To a large extent, the world sets the agenda for an American secretary of state. But Madeleine Albright has made it clear she hopes to get a jump on the world in such matters as human rights and new security arrangements in Europe.
She also made it clear in her confirmation hearings that she won't hesitate to publicly defend US diplomacy against all comers - including those in Congress who seem determined to squeeze the State Department's budget even lower than its current 1 percent of federal spending.
On all these fronts, we applaud the new secretary's pluck and hope her cordial reception by such potential antagonists as Sen. Jesse Helms (R) of North Carolina, chairman of the Senate Foreign Relations Committee, signals progress. American interests are not served by shuttered embassies and consulates - some 30 have been closed in recent years - or by continued withholding of United Nations dues.
Mrs. Albright is singularly fit to break the logjam on the latter issue. Having completed four years as UN ambassador, she knows the organization's considerable problems and its promise. One measure of her effectiveness as the top US diplomat will be her ability to build a fresh case for the usefulness of the world body to American interests.
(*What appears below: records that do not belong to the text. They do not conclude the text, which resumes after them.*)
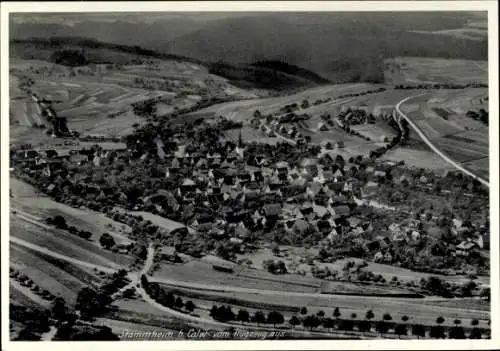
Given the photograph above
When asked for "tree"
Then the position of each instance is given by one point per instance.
(418, 330)
(60, 222)
(336, 313)
(400, 330)
(243, 316)
(59, 308)
(259, 317)
(294, 321)
(457, 332)
(129, 293)
(178, 302)
(311, 322)
(90, 303)
(475, 333)
(369, 315)
(437, 331)
(364, 326)
(382, 327)
(275, 249)
(107, 241)
(190, 306)
(274, 318)
(328, 323)
(170, 299)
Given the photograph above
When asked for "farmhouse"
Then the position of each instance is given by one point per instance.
(223, 267)
(465, 248)
(168, 253)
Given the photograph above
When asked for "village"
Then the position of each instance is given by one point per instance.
(239, 195)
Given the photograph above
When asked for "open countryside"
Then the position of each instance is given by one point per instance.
(157, 192)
Those interests are more diverse, and harder to delimit, than ever. Security concerns, forged by this century's worst conflicts, dictate a sustained commitment to Europe's defense. But defense against what? Russia is no longer the looming threat it once was; moreover, its sensitivities have to be taken into account in the planned expansion of NATO. Any new security alignment on the Continent should encourage Russia's slow democratization, not fuel a retrogressive Russian nationalism.
US security interests also dictate great sensitivity in dealing with that other giant of the East, China. Mushrooming trade and commercial relationships have drawn China and the US into ever closer contact. The conflicts arising in those realms - such as piracy of American "intellectual property" - can be dealt with through bilateral and international structures. Deeper problems lie in the two countries' contrasting views of human rights and political freedom.
For the current generation of Chinese leaders, rights start with the collective, the people as embodied by the state. Individual freedom, the surest engine of progress, will dawn slowly on China. Secretary Albright will guide US policy toward China during an intense period, with Hong Kong's return to Beijing's control, explosive Chinese economic growth, and independence stirrings in Taiwan.
Other concerns facing Albright can be spun out in rough order of urgency: sustaining the Mideast peace process, bringing about a lasting solution in Bosnia, helping stabilize Central Africa, tending to relationships in the Americas, starting with Mexico. Then there are the wild cards, like the tensions between Turkey and Greece over Cyprus.
Any list, of course, is incomplete. The world will have its say on additions and subtractions.